Demonstration of a memory for tightly guided light in an optical nanofiber

TL;DR

This paper demonstrates slow-light and quantum memory using a tightly confined optical mode in a nanofiber coupled with cold atoms, achieving controlled light storage and retrieval with potential for fiber-based quantum networks.

Contribution

It presents the first experimental realization of light storage in a nanofiber-atom system with controlled coherence and efficiency, advancing fiber-integrated quantum memory technology.

Findings

Achieved 10% efficiency in storing and retrieving single-photon level pulses.

Observed collapses and revivals controlled by magnetic fields.

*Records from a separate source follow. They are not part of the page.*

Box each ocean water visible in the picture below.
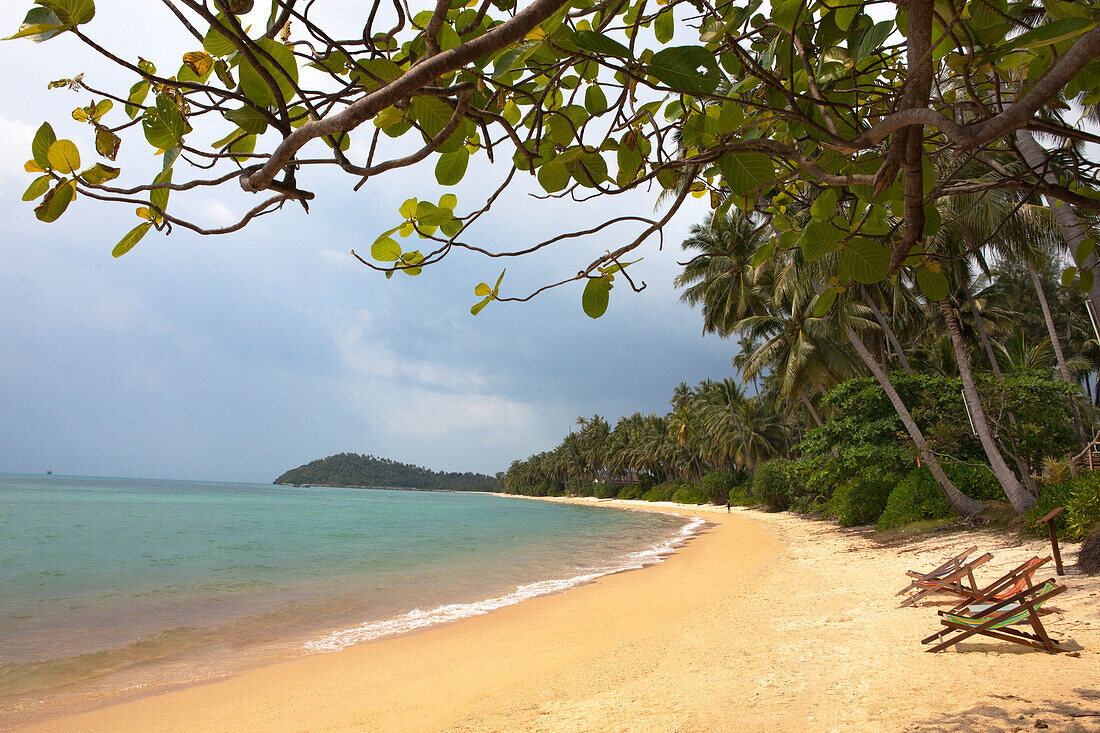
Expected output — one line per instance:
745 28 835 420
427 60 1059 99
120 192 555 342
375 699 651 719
0 474 700 724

Demonstrated strong evanescent field interaction enabling subdiffraction optical mode coupling.

Abstract

We report the experimental observation of slow-light and coherent storage in a setting where light is tightly confined in the transverse directions. By interfacing a tapered optical nanofiber with a cold atomic ensemble, electromagnetically induced transparency is observed and light pulses at the single-photon level are stored in and retrieved from the atomic medium with an overall efficiency of (10 +/- 0.5) %. Collapses and revivals can be additionally controlled by an applied magnetic field. Our results based on subdiffraction-limited optical mode interacting with atoms via the strong evanescent field demonstrate an alternative to free-space focusing and a novel capability for information storage in an all-fibered quantum network.